Tamara Fernando incarne le rôle-titre et signe également la chorégraphie du spectacle. Cette double casquette aurait pu fragiliser la proposition, mais la danseuse impose d’emblée une présence magnétique. Sa Juliette échappe aux canons éthérés pour incarner une jeune femme de chair, habitée par un désir aussi radical que sa détermination. Les duos avec Roméo dévoilent une remarquable complémentarité des énergies, où tension érotique et urgence existentielle rivalisent de puissance. La chorégraphe sculpte dans l’espace des trajectoires amples et déterminées, traduisant par le mouvement cette soif d’absolu qui consume les amants maudits.
Face à elle, Pierre d’Haveloose livre une performance d’une belle maturité artistique. Son interprétation du jeune Montaigu fuit tout romantisme mièvre pour dévoiler un personnage déchiré entre fougue juvénile et conscience tragique. Le danseur déploie une virtuosité technique au service d’une vérité émotionnelle rare, alternant explosions d’énergie et moments de suspension fragile. Ses solos possèdent cette qualité d’abandon contrôlé qui signe les grands interprètes, capables de se laisser traverser par l’émotion sans jamais perdre la maîtrise du geste.

Une relecture chorégraphique minimaliste et charnelle
La partition chorégraphique puise dans un vocabulaire contemporain affûté, mêlant contact, improvisation et phrases dansées structurées. Les portés inventifs explorent toutes les possibilités de la relation amoureuse, de la tendresse à la possession. Clïmax apporte sa voix à cette proposition, portant les fragments du texte shakespearien avec une force qui dialogue avec la danse sans jamais l’étouffer. Sa présence vocale enrichit la dimension dramatique du spectacle, créant un contrepoint sensible à l’expression purement corporelle des danseurs.

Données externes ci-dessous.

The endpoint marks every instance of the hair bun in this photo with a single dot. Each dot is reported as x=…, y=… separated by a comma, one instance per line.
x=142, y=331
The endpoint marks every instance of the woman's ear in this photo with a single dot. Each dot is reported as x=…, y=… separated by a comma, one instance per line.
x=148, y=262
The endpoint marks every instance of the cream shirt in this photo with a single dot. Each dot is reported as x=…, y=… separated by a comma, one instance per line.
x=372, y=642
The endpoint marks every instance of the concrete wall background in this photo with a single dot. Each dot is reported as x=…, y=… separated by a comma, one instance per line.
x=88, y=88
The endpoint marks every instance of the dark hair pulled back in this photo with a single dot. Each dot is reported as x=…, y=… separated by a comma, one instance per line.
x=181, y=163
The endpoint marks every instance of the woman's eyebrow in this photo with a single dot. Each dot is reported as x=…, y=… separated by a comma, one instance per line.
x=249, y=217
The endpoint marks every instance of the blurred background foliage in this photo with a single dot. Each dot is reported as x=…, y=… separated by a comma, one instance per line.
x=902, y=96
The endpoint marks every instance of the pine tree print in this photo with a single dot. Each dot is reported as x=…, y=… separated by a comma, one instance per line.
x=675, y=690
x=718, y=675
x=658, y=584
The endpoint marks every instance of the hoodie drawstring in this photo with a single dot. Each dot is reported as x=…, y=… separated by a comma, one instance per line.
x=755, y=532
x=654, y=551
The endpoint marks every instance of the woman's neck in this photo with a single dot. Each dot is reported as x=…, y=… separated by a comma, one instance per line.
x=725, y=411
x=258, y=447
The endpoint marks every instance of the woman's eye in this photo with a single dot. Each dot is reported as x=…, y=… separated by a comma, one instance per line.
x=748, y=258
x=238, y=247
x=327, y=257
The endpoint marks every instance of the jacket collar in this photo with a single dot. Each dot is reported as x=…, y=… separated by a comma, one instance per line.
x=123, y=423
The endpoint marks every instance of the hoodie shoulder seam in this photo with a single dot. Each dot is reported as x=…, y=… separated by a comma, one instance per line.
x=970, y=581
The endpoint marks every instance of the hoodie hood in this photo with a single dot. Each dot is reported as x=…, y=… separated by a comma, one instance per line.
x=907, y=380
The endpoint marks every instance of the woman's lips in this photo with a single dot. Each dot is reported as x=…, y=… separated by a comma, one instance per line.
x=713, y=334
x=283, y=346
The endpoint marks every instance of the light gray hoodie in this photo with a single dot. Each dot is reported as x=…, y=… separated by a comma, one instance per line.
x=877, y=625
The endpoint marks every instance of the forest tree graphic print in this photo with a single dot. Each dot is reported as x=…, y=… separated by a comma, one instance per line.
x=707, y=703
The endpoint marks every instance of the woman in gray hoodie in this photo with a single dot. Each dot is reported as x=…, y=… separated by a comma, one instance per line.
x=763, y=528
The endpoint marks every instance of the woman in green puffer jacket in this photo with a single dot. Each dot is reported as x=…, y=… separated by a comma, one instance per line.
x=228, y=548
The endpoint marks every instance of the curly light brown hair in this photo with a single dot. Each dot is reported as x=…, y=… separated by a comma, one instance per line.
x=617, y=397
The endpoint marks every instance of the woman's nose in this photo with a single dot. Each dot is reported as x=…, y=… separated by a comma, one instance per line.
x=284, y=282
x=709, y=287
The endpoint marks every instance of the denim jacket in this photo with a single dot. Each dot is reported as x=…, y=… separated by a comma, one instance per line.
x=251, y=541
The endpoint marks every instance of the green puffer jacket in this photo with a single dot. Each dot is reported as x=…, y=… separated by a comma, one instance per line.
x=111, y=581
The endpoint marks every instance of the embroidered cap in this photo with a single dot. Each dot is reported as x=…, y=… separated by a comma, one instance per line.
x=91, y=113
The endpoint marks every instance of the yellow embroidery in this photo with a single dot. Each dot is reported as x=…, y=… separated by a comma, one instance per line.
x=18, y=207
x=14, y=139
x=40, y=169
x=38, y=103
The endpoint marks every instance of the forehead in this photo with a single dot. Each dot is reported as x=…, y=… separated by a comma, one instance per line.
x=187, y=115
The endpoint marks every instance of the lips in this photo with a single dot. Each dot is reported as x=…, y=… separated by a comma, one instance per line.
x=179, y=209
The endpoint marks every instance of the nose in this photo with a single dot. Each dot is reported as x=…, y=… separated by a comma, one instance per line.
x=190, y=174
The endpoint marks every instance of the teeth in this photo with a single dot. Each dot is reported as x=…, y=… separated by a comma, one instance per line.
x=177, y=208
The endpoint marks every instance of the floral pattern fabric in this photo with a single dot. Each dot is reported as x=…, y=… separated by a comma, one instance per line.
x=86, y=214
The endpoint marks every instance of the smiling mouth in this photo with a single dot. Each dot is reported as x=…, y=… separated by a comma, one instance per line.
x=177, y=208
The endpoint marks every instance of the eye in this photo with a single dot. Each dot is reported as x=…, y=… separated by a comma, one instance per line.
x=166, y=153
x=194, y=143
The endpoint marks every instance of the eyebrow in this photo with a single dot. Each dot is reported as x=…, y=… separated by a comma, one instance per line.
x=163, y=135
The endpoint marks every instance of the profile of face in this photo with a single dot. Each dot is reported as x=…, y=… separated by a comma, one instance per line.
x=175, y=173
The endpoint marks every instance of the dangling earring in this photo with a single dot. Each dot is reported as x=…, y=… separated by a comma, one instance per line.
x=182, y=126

Les vidéos de Matthew Totaro, qui a participé à la chorégraphie, s’intègrent parfaitement au récit auquel elles donnent une remarquable vitalité. La musique de Fabrice Aboulker accompagne cette exploration gestuelle, créant une atmosphère sonore enveloppante qui contraste avec la densité dramatique de la représentation.
L’écriture du mouvement atteint son apogée dans le deuxième tiers du spectacle, où la narration s’efface devant la pure poésie gestuelle. Toutefois, la dernière partie peine quelque peu à maintenir cette ferveur initiale sans entamer la valeur d’ensemble d’un spectacle qui réussit le pari d’une relecture intime et corporelle du chef-d’œuvre shakespearien.